Companies affected by Covid-19 are looking to contract terms to minimize their financial losses as the pandemic forces closures and cancellations, and craters productivity in many industries.
Business contracts often include force majeure protections that let parties off the hook for obligations that go unfulfilled thanks to “acts of God” and other events beyond their control. Force majeure is French for “superior force.”
The clauses could prove a saving grace for some companies amid the chaos, but lawyers must comb through contracts carefully to determine what’s covered and what’s not.
1. What Is Force Majeure, and How Is it Used?
Force majeure clauses excuse companies (or other parties to a contract) from meeting certain obligations when events beyond their control interfere with their ability to hold up their end of the bargain.
If invoked, the clauses can relieve companies from commitments, temporarily or permanently, without being in breach of their agreement.
For example, a shipper’s contract with a buyer might include force majeure protections to account for potential disruptions from a natural disaster.
2. Does the Coronavirus Pandemic Qualify?
It depends on the wording.
Contracts that include force majeure provisions tend to spell out qualifying events, often listing natural disasters, war and unforeseen government actions. They sometimes also include pandemics, epidemics, and broad “catch-all” language for events beyond a party’s control, a recent article for the American Bar Association said.
Contract terms are interpreted narrowly under U.S. law, meaning businesses whose contracts include explicit language about epidemics will have the most success bowing out of their obligations without penalty.
But the Covid-19 pandemic could also fall under other categories of protected events, Akerman LLP attorneys said in a recent client note, explaining that “stay at home” orders that halt or slow a company’s work could qualify as unforeseen government action under some force majeure definitions.
3. Is it Easy to Invoke Force Majeure?
There’s more to it than saying the magic words “coronavirus” or “act of God.”
Contract interpretation is often governed by state law. In some jurisdictions, businesses must be able to demonstrate that disruptions to their work really were beyond their control, and that they couldn’t have figured out a work-around.

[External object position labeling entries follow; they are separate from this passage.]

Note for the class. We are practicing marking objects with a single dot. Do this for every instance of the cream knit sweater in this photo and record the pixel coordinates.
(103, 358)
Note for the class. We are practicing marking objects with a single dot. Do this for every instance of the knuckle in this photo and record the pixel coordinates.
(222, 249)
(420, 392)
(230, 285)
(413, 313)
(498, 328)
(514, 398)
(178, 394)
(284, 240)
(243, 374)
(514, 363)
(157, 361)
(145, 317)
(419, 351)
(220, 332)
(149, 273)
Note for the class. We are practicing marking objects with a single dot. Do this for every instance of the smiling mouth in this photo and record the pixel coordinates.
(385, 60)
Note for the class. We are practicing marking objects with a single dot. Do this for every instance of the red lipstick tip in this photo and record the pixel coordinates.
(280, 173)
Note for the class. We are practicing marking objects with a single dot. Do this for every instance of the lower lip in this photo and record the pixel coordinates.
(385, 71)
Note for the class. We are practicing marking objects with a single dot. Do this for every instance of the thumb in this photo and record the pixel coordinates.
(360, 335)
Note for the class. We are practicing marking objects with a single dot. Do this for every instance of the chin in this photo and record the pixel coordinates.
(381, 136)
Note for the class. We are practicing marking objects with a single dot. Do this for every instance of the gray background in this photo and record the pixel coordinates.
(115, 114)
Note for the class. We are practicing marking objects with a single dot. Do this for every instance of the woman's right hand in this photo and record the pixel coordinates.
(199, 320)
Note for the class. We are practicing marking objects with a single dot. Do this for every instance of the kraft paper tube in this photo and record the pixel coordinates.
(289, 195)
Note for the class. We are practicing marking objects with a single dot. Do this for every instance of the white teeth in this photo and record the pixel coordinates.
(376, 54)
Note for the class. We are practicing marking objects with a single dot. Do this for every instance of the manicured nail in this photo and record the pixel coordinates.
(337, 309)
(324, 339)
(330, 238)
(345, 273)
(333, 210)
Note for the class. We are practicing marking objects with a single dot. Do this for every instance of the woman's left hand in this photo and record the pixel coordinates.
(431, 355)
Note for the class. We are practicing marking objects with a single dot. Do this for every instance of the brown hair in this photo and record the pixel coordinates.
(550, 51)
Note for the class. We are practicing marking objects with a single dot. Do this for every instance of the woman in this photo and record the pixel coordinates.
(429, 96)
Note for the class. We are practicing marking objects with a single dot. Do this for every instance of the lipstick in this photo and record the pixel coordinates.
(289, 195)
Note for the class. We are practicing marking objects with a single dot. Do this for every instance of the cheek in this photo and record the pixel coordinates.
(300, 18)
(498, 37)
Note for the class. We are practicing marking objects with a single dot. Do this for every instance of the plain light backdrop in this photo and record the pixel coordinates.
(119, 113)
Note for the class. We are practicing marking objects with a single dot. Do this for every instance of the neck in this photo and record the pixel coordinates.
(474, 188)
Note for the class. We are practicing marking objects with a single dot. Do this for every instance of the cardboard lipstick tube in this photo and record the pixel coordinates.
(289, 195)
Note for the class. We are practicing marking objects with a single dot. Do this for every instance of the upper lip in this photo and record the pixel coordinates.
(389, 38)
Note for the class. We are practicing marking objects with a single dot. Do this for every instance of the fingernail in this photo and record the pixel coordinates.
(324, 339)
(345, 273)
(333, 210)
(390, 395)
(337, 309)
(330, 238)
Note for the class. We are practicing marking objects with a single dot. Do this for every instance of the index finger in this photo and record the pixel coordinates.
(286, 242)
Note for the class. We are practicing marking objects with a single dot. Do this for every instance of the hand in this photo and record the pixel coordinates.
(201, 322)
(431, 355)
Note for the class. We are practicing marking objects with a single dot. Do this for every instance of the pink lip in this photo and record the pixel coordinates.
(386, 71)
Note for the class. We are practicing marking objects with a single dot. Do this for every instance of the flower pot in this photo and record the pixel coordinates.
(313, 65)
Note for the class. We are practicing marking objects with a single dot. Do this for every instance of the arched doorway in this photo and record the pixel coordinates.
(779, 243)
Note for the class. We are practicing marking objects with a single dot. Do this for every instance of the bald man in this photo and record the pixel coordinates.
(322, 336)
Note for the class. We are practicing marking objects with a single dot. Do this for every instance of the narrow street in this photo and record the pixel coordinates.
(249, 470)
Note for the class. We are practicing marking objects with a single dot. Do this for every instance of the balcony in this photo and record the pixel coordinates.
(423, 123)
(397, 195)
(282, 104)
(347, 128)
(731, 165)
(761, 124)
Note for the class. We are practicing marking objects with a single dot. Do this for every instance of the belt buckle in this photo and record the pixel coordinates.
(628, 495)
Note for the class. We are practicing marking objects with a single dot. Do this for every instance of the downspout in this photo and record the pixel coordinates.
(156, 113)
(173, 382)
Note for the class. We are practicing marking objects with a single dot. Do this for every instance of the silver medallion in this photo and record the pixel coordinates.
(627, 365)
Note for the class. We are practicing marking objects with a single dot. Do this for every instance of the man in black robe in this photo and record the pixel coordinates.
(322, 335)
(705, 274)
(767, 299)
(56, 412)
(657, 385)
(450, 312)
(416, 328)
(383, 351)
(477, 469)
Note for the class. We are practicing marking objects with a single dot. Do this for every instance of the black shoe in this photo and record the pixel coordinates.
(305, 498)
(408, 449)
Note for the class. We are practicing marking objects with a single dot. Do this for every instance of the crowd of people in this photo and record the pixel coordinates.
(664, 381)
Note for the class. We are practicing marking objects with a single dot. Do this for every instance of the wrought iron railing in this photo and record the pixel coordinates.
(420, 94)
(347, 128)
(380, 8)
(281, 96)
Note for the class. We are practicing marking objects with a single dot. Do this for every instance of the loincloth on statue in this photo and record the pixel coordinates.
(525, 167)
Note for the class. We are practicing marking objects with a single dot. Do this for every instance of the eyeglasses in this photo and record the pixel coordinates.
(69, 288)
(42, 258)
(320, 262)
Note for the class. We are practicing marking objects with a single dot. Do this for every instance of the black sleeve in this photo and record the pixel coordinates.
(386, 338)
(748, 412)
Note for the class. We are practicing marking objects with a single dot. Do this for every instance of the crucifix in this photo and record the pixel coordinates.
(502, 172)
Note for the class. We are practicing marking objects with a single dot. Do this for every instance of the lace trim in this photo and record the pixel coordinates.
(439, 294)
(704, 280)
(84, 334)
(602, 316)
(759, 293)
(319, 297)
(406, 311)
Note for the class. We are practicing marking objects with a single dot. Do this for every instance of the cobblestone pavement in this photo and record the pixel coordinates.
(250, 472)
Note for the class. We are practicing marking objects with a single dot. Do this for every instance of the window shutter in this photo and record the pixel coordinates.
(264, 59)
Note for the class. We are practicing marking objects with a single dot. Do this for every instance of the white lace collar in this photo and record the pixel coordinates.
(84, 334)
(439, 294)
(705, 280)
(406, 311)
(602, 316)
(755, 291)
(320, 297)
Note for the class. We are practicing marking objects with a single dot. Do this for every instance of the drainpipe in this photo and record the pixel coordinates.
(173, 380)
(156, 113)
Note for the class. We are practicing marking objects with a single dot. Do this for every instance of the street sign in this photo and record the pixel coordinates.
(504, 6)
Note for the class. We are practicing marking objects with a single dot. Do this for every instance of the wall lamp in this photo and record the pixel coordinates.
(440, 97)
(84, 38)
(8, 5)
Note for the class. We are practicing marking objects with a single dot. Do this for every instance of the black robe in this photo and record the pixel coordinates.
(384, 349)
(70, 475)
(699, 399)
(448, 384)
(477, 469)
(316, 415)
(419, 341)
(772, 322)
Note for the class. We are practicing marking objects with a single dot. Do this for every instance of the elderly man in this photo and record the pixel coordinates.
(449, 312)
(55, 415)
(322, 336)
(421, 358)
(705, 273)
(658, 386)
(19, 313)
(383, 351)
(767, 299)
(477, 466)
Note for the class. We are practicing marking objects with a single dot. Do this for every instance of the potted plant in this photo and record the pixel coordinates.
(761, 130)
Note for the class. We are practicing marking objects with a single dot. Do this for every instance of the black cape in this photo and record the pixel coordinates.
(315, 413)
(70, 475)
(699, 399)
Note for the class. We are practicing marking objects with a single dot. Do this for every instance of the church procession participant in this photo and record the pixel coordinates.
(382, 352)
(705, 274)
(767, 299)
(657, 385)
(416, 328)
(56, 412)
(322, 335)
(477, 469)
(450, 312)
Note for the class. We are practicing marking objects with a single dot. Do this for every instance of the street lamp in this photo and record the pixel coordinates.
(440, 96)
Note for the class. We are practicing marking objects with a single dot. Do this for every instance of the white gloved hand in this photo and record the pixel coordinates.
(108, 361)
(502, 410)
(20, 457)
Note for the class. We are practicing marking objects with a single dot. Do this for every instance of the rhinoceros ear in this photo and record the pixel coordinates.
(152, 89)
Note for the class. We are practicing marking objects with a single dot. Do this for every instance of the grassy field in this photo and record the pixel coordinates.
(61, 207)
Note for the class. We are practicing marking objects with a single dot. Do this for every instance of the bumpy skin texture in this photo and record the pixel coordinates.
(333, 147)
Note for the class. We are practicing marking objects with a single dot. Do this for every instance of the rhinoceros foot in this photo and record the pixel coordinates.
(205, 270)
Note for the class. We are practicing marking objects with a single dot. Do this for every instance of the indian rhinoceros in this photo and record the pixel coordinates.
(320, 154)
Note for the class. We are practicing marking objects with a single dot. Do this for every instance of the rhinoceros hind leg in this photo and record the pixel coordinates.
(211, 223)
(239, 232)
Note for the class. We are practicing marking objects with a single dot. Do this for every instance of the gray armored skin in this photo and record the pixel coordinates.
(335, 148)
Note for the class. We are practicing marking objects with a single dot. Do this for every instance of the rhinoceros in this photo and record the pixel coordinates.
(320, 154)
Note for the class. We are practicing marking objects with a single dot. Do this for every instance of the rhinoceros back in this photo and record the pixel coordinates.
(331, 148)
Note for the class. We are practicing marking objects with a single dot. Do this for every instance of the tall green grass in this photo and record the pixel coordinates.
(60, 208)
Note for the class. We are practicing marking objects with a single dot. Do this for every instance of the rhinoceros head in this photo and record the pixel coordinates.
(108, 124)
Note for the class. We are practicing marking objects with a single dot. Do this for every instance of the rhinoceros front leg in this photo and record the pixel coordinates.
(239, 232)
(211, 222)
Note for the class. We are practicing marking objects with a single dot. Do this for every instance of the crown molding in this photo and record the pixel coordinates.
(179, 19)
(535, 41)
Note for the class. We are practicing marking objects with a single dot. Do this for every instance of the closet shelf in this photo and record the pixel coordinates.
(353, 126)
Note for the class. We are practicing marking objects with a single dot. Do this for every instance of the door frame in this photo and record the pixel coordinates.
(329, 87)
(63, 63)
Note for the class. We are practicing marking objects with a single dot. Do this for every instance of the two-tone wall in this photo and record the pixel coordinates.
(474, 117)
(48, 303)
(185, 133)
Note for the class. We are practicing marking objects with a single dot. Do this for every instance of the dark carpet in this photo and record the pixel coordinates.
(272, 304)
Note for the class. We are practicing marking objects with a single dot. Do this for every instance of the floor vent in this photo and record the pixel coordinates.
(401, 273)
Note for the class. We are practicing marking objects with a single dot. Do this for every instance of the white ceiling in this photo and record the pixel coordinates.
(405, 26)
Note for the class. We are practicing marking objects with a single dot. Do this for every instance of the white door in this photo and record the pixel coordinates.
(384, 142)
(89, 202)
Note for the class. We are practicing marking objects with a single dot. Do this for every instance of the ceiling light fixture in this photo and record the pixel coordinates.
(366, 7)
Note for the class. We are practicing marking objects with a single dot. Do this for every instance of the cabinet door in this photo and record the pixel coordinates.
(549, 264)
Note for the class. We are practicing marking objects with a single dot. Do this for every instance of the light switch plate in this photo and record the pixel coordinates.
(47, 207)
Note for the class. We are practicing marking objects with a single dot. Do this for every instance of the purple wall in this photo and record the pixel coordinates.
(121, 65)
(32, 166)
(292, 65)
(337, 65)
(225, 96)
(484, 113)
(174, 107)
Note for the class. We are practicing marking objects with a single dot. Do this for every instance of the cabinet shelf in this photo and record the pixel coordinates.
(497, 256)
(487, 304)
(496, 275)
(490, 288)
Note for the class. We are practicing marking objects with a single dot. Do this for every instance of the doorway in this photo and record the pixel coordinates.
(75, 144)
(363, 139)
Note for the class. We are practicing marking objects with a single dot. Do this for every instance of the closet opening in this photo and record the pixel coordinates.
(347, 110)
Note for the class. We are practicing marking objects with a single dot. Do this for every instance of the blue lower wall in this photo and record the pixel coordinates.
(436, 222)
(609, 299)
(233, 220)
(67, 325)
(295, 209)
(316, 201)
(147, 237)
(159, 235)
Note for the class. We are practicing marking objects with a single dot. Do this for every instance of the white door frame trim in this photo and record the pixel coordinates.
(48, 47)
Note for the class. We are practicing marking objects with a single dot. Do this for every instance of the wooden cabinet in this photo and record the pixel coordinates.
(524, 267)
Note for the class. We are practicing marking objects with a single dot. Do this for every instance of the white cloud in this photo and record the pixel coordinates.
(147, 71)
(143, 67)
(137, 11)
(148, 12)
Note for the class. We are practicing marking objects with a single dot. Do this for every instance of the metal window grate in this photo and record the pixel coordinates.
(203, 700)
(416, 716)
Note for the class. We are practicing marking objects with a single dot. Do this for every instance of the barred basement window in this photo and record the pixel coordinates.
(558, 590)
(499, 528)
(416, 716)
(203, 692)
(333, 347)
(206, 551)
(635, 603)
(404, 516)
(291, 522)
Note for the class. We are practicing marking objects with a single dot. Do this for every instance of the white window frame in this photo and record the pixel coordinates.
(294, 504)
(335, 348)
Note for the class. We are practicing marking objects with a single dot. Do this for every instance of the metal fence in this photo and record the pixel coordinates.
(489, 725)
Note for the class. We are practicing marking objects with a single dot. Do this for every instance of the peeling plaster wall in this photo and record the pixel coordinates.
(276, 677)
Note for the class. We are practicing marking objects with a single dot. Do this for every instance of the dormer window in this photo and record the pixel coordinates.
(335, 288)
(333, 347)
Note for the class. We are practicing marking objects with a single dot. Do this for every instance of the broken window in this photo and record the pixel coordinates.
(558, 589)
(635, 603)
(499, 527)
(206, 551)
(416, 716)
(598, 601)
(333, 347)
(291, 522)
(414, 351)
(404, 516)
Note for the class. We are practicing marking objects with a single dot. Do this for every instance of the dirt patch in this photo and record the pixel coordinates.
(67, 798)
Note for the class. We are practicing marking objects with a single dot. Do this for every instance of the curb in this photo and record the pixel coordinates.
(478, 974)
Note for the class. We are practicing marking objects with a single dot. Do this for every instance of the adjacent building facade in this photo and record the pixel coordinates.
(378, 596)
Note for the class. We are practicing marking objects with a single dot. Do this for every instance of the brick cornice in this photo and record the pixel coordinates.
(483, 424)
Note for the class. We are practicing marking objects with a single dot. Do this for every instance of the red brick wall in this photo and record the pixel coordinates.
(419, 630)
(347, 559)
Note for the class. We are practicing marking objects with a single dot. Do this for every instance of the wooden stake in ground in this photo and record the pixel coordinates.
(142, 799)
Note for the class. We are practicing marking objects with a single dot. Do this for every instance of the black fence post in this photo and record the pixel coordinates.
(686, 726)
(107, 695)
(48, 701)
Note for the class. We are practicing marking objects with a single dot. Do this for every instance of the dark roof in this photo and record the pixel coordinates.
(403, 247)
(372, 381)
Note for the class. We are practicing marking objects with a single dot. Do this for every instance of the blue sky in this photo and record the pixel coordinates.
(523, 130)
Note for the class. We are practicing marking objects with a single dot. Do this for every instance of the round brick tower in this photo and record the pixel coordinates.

In other jurisdictions, they must also show that the problem wasn’t foreseeable—a standard that could make it tougher to invoke force majeure in contracts finalized after the coronavirus outbreak gained steam as a global problem.
4. What Are Businesses Doing So Far?
Some retailers have referred to the protections while notifying landlords they can’t pay rent. At least one health system has invoked force majeure. And some companies are using the provisions to seek temporary relief from enforcement settlements with federal regulators.
Efforts to use force majeure are likely to cause a wave of litigation between contract parties.
5. Are There Other Options for Contract Relief?
Businesses whose contracts lack protective force majeure language may have some other avenues to avoid the consequences of breaching a binding agreement.
Other rules of contract law sometimes let parties off the hook if changed circumstances render an agreement worthless or make it impossible for a company to follow through.